SBV Regularity for Genuinely Nonlinear, Strictly Hyperbolic Systems of Conservation Laws in one space dimension

TL;DR

This paper proves that entropy solutions to strictly hyperbolic systems of conservation laws are mostly special functions with well-behaved derivatives, using wave decomposition and a new interaction measure to analyze their regularity.

Contribution

It introduces a novel interaction measure and a wave decomposition approach to establish SBV regularity for solutions of hyperbolic conservation laws.

Findings

Solutions are SBV except at countably many times.

A new interaction measure controls atom creation in wave measures.
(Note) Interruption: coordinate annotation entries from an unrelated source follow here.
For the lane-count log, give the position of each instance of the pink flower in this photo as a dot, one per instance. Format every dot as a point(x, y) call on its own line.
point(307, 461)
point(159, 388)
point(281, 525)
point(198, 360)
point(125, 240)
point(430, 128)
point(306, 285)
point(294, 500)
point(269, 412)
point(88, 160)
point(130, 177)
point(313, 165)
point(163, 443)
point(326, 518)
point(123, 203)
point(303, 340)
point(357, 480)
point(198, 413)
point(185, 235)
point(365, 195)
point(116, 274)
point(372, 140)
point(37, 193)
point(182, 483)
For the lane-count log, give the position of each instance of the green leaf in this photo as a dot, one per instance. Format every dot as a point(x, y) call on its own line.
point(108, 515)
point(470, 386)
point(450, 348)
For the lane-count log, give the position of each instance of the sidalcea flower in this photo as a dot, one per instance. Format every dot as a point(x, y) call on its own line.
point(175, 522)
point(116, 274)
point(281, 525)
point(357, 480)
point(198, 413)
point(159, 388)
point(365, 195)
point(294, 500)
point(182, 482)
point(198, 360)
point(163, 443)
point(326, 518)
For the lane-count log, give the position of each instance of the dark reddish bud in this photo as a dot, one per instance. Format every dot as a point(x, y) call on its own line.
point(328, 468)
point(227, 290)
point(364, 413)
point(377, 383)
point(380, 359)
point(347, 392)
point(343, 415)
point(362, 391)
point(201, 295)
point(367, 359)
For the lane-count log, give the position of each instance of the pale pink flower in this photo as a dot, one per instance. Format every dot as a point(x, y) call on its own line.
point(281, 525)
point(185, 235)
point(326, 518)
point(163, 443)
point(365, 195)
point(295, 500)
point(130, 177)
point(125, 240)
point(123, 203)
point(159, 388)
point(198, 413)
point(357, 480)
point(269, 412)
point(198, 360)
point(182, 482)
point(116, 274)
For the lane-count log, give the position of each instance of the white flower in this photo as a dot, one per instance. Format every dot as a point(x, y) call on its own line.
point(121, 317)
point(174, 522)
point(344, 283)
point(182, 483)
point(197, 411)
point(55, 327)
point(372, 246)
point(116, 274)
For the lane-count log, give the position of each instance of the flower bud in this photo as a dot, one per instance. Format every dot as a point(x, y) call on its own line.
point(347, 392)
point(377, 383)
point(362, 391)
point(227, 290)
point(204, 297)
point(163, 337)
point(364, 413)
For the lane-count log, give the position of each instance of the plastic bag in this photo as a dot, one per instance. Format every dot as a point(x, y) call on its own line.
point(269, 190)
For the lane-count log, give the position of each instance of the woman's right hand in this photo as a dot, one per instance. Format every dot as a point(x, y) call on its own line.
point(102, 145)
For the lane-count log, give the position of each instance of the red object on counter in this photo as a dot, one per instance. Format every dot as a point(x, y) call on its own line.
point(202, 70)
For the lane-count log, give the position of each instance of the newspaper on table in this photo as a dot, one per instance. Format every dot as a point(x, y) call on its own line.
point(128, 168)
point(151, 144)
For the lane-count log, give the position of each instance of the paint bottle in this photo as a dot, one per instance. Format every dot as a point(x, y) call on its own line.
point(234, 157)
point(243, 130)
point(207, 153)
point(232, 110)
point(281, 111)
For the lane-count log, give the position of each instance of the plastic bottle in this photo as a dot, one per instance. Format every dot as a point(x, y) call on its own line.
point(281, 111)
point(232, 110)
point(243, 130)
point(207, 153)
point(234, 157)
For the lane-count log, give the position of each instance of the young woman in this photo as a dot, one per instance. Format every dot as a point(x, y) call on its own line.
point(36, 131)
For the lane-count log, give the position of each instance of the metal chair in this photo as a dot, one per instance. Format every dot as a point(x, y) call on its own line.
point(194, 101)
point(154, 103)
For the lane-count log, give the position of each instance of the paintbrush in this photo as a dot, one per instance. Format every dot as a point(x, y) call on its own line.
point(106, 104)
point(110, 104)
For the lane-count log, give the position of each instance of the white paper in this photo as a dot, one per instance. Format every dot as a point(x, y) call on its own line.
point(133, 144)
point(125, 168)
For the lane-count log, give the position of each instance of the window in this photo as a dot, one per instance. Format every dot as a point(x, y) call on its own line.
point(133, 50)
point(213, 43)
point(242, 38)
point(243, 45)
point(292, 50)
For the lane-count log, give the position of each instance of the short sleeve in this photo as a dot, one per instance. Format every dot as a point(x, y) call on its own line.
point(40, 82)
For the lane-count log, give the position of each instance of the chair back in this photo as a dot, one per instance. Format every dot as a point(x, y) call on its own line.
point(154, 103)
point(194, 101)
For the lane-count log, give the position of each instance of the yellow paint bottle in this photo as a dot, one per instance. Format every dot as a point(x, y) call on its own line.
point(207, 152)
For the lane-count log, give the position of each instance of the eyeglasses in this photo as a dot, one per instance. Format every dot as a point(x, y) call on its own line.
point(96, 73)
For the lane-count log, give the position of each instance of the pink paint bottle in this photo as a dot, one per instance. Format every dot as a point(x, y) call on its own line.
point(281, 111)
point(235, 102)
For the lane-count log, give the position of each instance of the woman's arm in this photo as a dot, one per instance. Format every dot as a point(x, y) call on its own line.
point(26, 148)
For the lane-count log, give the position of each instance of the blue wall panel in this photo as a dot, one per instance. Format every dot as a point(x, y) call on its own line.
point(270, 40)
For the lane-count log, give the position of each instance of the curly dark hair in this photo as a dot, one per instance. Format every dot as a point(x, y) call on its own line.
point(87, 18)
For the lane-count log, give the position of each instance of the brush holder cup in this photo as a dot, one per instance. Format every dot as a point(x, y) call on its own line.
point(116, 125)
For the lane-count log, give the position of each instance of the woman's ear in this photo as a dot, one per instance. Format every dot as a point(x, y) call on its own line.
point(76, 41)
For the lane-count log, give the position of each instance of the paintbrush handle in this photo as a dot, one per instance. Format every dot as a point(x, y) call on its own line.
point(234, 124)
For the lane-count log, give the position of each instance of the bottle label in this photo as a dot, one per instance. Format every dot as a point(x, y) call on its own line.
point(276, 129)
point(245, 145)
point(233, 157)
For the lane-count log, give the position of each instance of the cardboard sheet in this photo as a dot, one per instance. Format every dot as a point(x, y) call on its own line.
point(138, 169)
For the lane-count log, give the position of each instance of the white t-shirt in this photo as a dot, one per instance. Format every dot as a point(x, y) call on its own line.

The proof links wave interactions to regularity properties.

Abstract

We prove that if $t \mapsto u(t) \in \mathrm {BV}(\R)$ is the entropy solution to a $N \times N$ strictly hyperbolic system of conservation laws with genuinely nonlinear characteristic fields \[ u_t + f(u)_x = 0, \] then up to a countable set of times $\{t_n\}_{n \in \mathbb N}$ the function $u(t)$ is in $\mathrm {SBV}$, i.e. its distributional derivative $u_x$ is a measure with no Cantorian part. The proof is based on the decomposition of $u_x(t)$ into waves belonging to the characteristic families \[ u(t) = \sum_{i=1}^N v_i(t) \tilde r_i(t), \quad v_i(t) \in \mathcal M(\R), \ \tilde r_i(t) \in \mathrm R^N, \] and the balance of the continuous/jump part of the measures $v_i$ in regions bounded by characteristics. To this aim, a new interaction measure $\mu_{i,\jump}$ is introduced, controlling the creation of atoms in the measure $v_i(t)$. The main argument of the proof is that for all $t$ where the Cantorian part of $v_i$ is not 0, either the Glimm functional has a downward jump, or there is a cancellation of waves or the measure $\mu_{i,\mathrm{jump}}$ is positive.